In our bodies, cells die and release fragments of their DNA into the bloodstream. In cancer patients, DNA fragments are shed from both normal healthy cells and tumour cells into the blood circulation. By testing a simple blood draw, we can use this circulating DNA to reveal tumour-specific information throughout a patient’s journey with cancer. We aim to advance existing blood test technologies by investigating characteristics related to how the DNA was fragmented to reveal more information about breast cancer, such as its location and behaviour. For example, I will explore the lengths of these DNA fragments, the types of DNA sequence at the fragments’ ends, and the abundance of these fragments across the human genome. These features are different between cancer patients and healthy individuals, and in cancer patients can provide helpful hints about a tumour’s biology. Specifically, we will explore whether these different DNA characteristics distinguish the breast cancer subtypes. Altogether, this research will uncover new tumour-specific information in circulating DNA that can one day be used to inform cancer management, ultimately improving the lives of cancer patients.
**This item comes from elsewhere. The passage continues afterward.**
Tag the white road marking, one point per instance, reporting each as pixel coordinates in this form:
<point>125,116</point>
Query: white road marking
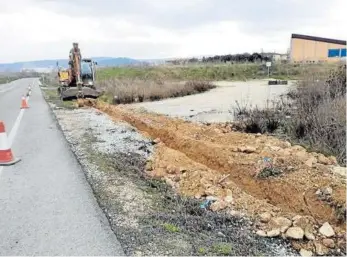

I joined the lab of Dr. Trevor Pugh in February of 2021 as a Post-doctoral fellow. My project is part of the Canada-wide CHARM consortium and involves investigating and developing blood-based cancer classifiers for the early detection of cancer in patients with hereditary cancer syndromes. Prior to this, I completed my PhD at the BC Cancer Research Center in Vancouver, BC with Dr. Stephen Yip where I investigated the proteogenomic landscape of low-grade gliomas. I am passionate about translational genomic research that can improve and impact patients using data. Outside of the lab, I enjoy rock climbing and visiting craft breweries.
As cells in your body grow and divide, they release DNA fragments into the blood. These DNA fragments are often non-random and provide clues to the type of cell that is releasing them (ie blood cell versus liver cell). Based on this, scientists are able to analyze the patterns of DNA fragments in the blood to determine where the DNA is coming from. In the case of cancer, each type of cancer (ie breast, colon etc) releases a unique pattern of DNA that is different than healthy cells and can be used to detect if and where the cancer is in a patient. This project is focused on using machine learning to properly and effectively classify these unique patterns of DNA fragments in order to predict if and what kind of cancer a patient may have. This tool will be especially helpful for detecting early cancer (when and where) in patients with hereditary cancer syndromes who are at a high-risk of developing cancer.